I am privileged to have the opportunity to add my small part to these efforts here in the U.S., while these amazingly generous volunteers travel the world to help people heal from the effects of natural disasters and wars.


For example, when the Indian Ocean tsunami hit in late December 2004, killing some 230,000 people in 14 countries, TR/HAP volunteers went to work quickly. Hundreds of clinicians were trained in Thailand, Sri Lanka, India and Indonesia to help survivors deal with the effects of the loss of loved ones and livelihoods.


Another effect of those devastating waves for many, especially children, was fear of the sea. EMDR clinician and child specialist Aiton Birnbaum developed "Making Waves," which focused on helping children, and later adults, overcome their fear of the water, step by careful step. *


Whenever and wherever a natural or manmade disaster occurs, TR/HAP volunteers help people deal with the after-effects of trauma and help communities nurture resiliency to protect against future trauma.  Throughout the world, TR/HAP volunteers find innovative solutions to extraordinarily complex problems.

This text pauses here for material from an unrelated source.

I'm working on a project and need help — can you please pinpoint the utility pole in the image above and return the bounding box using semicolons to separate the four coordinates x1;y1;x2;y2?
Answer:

Although TR/HAP therapists volunteer their time and skill, donations provide funds to get them to wherever help is needed. Donations pay for building a disaster relief fund that helps volunteer teams respond quickly when disasters strike. If you are interested in helping to assure that we can continue to provide help wherever it is needed, you can contribute to TR/HAP by following this link.









Trauma Recovery Networks

Trauma Recovery Networks  are local networks of EMDR clinicians who provide pro-bono services in the event of a local natural disaster or communal tragedy. The Northern New Jersey Trauma Recovery Network (NNJ-TRN) is part of the National Trauma Recovery Network of TR/HAP.

EMDR-inspired Song
for Trauma in Sderot

Shachar Bar, an art therapist and teacher in Sderot, Israel, created a song that incorporated EMDR-inspired bilateral alternating hand and foot movements to help children who were traumatized by the falling rockets to learn a way to deal with their fear. Before the song, when the alarm sounded the children were becoming hysterical and some were freezing, unable to seek cover.** Parents reported that their children were crying frequently, regressing, wetting the bed, and afraid of going to sleep by themselves.***


The children were taught to sing with accompanying motions (in Hebrew): “My heart is pounding, boom, ba-ba, boom, boom, boom. My body is shaking, doom, da-da, doom, doom, doom … Breathe deep, now we can laugh. It all passed and I’m glad it’s over — yes!” The song and bilateral movements helped the children to accept, express and release their fears. A teacher in the video said, “We beat those who wanted to defeat us. They didn’t succeed. On the contrary, it strengthened us. We move on with more strength.”